Adapun akar permasalahan yang mendasari adanya paradigma ini adalah pandangan yang mengedepankan aspek potensi, perlindungan hak-hak dan kebebasan manusia  (freedom, hurriyyah). Paham individualistic sangat kuat mempengaruhi paradigma pendidiakn liberal.

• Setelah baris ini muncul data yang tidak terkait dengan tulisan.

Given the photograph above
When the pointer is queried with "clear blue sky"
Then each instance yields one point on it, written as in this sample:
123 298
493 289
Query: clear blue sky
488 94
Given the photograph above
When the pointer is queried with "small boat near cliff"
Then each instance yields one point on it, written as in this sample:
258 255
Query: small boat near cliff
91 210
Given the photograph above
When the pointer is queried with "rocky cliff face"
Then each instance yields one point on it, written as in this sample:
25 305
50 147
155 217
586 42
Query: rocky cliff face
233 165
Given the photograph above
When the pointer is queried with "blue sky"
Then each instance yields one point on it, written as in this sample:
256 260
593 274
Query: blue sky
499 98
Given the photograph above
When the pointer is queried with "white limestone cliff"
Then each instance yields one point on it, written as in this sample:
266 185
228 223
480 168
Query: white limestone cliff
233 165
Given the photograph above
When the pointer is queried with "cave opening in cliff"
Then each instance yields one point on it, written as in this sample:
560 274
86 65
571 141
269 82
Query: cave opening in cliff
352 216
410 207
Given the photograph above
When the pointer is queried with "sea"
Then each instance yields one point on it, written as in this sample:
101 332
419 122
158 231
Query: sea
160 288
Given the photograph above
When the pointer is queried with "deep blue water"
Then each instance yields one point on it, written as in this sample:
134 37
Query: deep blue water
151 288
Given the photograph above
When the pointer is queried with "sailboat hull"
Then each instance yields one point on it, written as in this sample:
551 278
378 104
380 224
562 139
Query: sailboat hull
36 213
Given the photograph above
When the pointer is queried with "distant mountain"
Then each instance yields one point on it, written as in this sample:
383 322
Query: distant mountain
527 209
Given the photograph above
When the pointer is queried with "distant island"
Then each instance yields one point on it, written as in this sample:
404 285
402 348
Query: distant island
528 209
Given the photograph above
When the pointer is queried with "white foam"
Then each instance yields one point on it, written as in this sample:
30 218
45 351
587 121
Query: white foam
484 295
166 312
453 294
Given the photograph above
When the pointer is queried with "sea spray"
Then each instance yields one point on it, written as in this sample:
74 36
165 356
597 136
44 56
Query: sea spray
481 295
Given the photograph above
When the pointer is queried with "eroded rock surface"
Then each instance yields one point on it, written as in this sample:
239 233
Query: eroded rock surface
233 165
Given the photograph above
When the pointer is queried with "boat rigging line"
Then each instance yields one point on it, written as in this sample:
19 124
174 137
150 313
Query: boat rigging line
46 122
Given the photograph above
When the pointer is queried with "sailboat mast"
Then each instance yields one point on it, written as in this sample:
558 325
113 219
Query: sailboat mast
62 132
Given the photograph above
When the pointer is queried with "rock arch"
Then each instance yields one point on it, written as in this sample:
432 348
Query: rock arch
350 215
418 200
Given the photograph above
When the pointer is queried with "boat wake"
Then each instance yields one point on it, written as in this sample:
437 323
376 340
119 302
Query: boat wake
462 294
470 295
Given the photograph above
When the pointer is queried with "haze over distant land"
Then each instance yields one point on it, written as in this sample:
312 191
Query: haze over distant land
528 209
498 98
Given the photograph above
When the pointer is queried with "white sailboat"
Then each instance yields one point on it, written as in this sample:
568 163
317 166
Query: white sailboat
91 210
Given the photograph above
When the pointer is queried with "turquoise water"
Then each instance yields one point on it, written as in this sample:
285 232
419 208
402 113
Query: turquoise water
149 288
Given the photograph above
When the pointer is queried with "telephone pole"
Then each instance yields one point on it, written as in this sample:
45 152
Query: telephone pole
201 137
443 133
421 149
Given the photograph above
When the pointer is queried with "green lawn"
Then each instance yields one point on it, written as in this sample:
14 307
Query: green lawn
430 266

Semangat individualisme amat kentara dalam konteks kehidupan masyarakat urban  seperti dalam rumah tangga tidak mengenal dengan tetangga lainnya. Fenomena seperti ini sudah lazim dalam realitas masyarakat perkotaan. Namun inilah sebenarnya yang menjadi bumerang bagi modernitas itu sendiri sebab semangat modernisme di awal pertumbuhannya sudah jelas  untuk membebaskan manusia dari belenggu-belenggu determinisme. Namun anehnya  modernitas kembali membelenggu kebebasan manusia .
Dalam konteks potensi, akal manusialah yang di pandang paling urgen dalam paradigma pendidikan liberal. Manusia dipandang sebagai binatang yang rasional (animal rasional) merupakan kelainan tersendiri bagi ragam eksistensi yang ada. Manusia tidak bisa disamakan dengan eksistensi lainnya yang tidak berakal.
Disamping pendewaan akal manusia, paradigma pendidikan liberal juga mengakui atas hak-hak individu manusia.  Maksudnya setiap manusia memiliki kebebasan memilih  dan bertindak sesuai dengan hatinya, orang lain tidak punya hak atas tindakan dan pilihannya. Oleh karena itu paradigma pendidikan liberal  bernuansa kebebasan manusia secara individual.
Paradigma pendidikan liberal juga mengalami beberapa anomali yang memerlukan penambahan-penambahan. Kebebasan manusia menurut paradigma ini bermuara pada prinsip Individualisme sebagai konsekwensi  dari arus modernisasi barat yang cenderung kering dari kehidupan religiusitas (Muarif,  2005 :46). Dalam paradigma ini cenderung terjadi pendikotomian antara pendidikan Islam dan pendidikan umum, di karenakan agama tidak dijadikan suatu bagian dari ilmu pengetahuan.
Untuk mencermati perkembangan pendidikan Islam yang ada maka diperlukan paradigma yang dapat mendukung proses pendidikan di era globalisasi yang sarat dengan tuntutan modernisasi  dan dapat membendung ekses negative dari mdernisasi itu.